Training to be good at a sport, especially team sport and the process of developing one’s soft skills or behavioural skills have many parallels. In either case, the assumption is that one wants to grow, be better at what they do and be successful in their chosen profession/sport.
It’s not easy, it takes time but the changes are permanent, with the added bonus of a multiplier effect. Personal experience coupled with many years of experience observing participants in my programs have given birth to the following insights:
It’s not about just knowing, it’s about knowing AND demonstrating
If you watch any sport even with anything more than a passing interest, you will see that failed stroke or that wrong kick and ‘know’ that it could have been done differently. You also know that it is a completely different thing to be out there in the middle and execute a plan to the same degree. So it is with soft skills – we know what good communication or great collaboration is about, but what matters is what we demonstrate.

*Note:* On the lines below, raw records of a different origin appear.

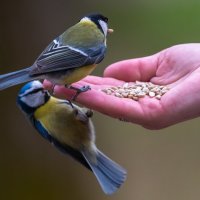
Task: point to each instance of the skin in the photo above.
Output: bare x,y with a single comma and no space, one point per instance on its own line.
177,66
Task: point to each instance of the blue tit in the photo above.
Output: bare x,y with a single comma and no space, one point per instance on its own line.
69,57
71,130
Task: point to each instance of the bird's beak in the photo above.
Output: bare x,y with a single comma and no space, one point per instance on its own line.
110,30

The important thing is to continuously reflect on the gap and work to narrow the gap.
It’s more than just being good at what you do.
In sport, great natural skills help you get noticed and take you some distance, but if you aim to go further, the intensity of input changes dramatically – the focus shifts to building a strong foundation, building fitness, learning new skills, analysis of team mates & opponents and so on. Similarly, at the workplace, demonstrating knowledge and skills will give you the opportunity but if you do not overlay that with key people skills, you will remain where you are or grow very slowly.

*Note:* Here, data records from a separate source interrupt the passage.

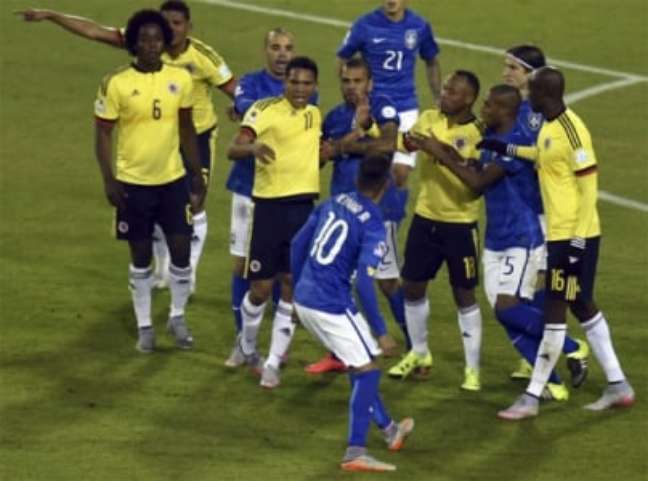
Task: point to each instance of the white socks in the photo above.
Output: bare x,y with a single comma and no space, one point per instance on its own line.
548,354
251,316
140,282
470,325
197,242
180,287
416,314
282,332
598,335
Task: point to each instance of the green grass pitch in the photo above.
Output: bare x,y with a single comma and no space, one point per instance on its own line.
77,402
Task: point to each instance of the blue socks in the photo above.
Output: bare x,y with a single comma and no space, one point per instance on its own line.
239,287
397,305
363,405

It’s about practice & more practice and the results WILL come
Any world-class athlete puts in the hours, day after day, month after month, in season and off season, to get to the point where it is instinctive. So it is with soft skills - one has to realise that it’s a journey, and only constant and regular practice will yield result. A good team player can deliver results regardless of the domain they are in, or the product they are selling. These are skills for life.

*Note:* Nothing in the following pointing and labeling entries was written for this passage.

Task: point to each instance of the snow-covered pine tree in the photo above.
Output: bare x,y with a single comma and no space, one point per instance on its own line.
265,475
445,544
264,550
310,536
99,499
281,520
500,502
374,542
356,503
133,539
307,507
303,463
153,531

Have you noticed how people who play sport tend to pick up any sport and play it fairly well very soon?
It’s not just play, its Interplay
Especially in team sport, It’s the ability to play WITH others and exploit each other’s abilities that creates success. If you do not respect this fact, eventually you will fall out with the people you are playing with, resulting in a sub optimal results/career. If Messi is a phenomenon in Barca, it is the partnership with his midfielders that allows him to shine. It must take willful action on the part of Messi, his coach and the extended team to create that equation. And the body language on the pitch shows this to be true. On the flip side, the same Messi in the national team of Argentina has won almost no silverware, even with a host of other stars in the side.
People skills are not just about you being good, unfortunately it about other people, and these people keep changing, be it team mates, peers, clients and bosses. One has to acknowledge this fact and consciously build relationships that work.
It’s not one thing, it’s many aspects of the game
Excepting a few legends of the game, most athletes don’t come blessed with equal proficiency in all aspects of the game. Champions focus on the parts where they are lacking and work at improving those aspects. They are not focused on the past, they are focused on what lies ahead, they are focused on the Delta.
It’s the same with our behavioural skills. Some of us are objective and meticulous, but are challenged in crises situations or struggle to be spontaneous. Some of us are popular and soft with people but struggle with difficult team mates, collaborators and so on. Our strengths get us some distance, but to grow from there on, we need to reflect on our improvement areas and willfully work at improving upon them.
You can’t fake it!
This is not truer anywhere more than in competitive sport. One’s frailties or weaknesses are exposed quickly and then it’s difficult to recover, or worse still, one is written off for good before you’ve had a chance to make a comeback.
You win some, you lose some but true respect in sport comes from the sincerity of effort and honesty of intent. It is the same with people skills. A transactional style of working and shallow acts of camaraderie are seen through easily and people will stop relying on you as a team-mate, which can in turn have an adverse impact as one aims to climb up the corporate ladder.